Banyak hal memang yang sebenarnya indah
bilamana kita menghayatinya dengan hati, menggenapi setiap bagiannya dengan jiwa,
dan berbaur di sana, di dalamnya menjadi satu intuisi rasa.
Kali ini aku ingin menceritakan
keindahan lain dari seseorang. Keindahan yang membuat setiap mata dari bauran
kehidupan ini simpati kepadanya. Aku ingin sedikit mengingat tentang seseorang
yang langkah kakinya begitu menawan bak angsa putih yang bermahkotakan
kesederhanaan.
Dia adalah cermin. Sosok nyata dari
bait-bait yang diamanahkan Tuhan akan kehidupan. Dia hidup pada setiap helai
nafas orang-orang yang mengaguminya, bercengkrama dalam perbincangan hati
manusia.
Dia hanya salah satu pesan dari Tuhan
tentang bagaimana semestinya langkah ini berjalan, tentang bagaimana senyuman
itu seharusnya diperlihatkan, tentang bagaimana hidup itu seharusnya
dihidupkan.
Aku
mengenalnya, sedikit memahaminya. Menjamahi degup jantung yang sama dari setiap
pacuan adrenalin yang memompa. Aku, dia dan sebagian dari kesederhanaan. Katanya
nyaris sama. Sebagian darinya, sebagian dariku, membentuk lingkar tarian makna
yang tak akan pernah punah tertelan masa.
Aku sempat bertanya-tanya. Berlarian
dalam jejak kebingungan. Aku sempat diam sesaat, menghidupkannya, mengenalinya
lebih jauh.
Adakalanya memang rindu. Bukan rindu
seperti katamu. Ini lain.

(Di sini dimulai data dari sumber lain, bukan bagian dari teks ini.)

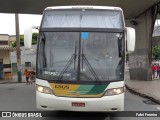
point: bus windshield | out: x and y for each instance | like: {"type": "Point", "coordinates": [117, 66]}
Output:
{"type": "Point", "coordinates": [81, 56]}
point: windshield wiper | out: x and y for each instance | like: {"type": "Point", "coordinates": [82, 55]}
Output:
{"type": "Point", "coordinates": [89, 65]}
{"type": "Point", "coordinates": [73, 58]}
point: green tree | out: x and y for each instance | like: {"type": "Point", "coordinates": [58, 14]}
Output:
{"type": "Point", "coordinates": [156, 52]}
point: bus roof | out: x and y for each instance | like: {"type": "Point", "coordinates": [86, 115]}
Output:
{"type": "Point", "coordinates": [84, 7]}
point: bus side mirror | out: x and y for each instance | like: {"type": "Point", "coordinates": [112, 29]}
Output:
{"type": "Point", "coordinates": [28, 37]}
{"type": "Point", "coordinates": [131, 39]}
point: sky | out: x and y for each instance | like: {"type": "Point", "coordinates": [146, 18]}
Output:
{"type": "Point", "coordinates": [7, 22]}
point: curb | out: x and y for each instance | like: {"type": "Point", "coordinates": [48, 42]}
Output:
{"type": "Point", "coordinates": [143, 95]}
{"type": "Point", "coordinates": [11, 82]}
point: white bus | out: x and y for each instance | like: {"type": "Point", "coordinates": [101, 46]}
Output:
{"type": "Point", "coordinates": [81, 58]}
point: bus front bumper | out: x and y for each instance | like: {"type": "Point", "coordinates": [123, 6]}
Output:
{"type": "Point", "coordinates": [103, 104]}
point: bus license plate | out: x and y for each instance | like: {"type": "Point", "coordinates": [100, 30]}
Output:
{"type": "Point", "coordinates": [77, 104]}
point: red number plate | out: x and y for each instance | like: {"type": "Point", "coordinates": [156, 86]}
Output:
{"type": "Point", "coordinates": [76, 104]}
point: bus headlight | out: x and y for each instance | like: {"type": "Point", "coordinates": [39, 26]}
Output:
{"type": "Point", "coordinates": [44, 89]}
{"type": "Point", "coordinates": [114, 91]}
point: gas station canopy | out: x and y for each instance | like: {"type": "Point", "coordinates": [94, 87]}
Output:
{"type": "Point", "coordinates": [131, 8]}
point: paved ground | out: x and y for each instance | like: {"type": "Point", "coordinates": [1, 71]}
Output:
{"type": "Point", "coordinates": [149, 89]}
{"type": "Point", "coordinates": [21, 97]}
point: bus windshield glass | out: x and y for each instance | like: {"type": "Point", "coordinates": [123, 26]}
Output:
{"type": "Point", "coordinates": [81, 56]}
{"type": "Point", "coordinates": [82, 19]}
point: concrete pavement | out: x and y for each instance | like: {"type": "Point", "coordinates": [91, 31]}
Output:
{"type": "Point", "coordinates": [148, 89]}
{"type": "Point", "coordinates": [14, 80]}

Aku masih mencerna semuanya. Menjejaki sebuah
kebingungan yang tak kasat mata.
Kesederhanaan,
bukankah hanya itu sebenarnya pesan dari senja yang hampir luput dari mata??
Ya, seharusnya aku sudah tahu dari awal tentang siapa dia, tentang pesannya.
“Hidup ini singkat, jadi hiduplah dengan
sebaik-baiknya.”
Senja ini menguning dan hujan turun
lagi. Ahh, biarlah begitu.. ini hidup.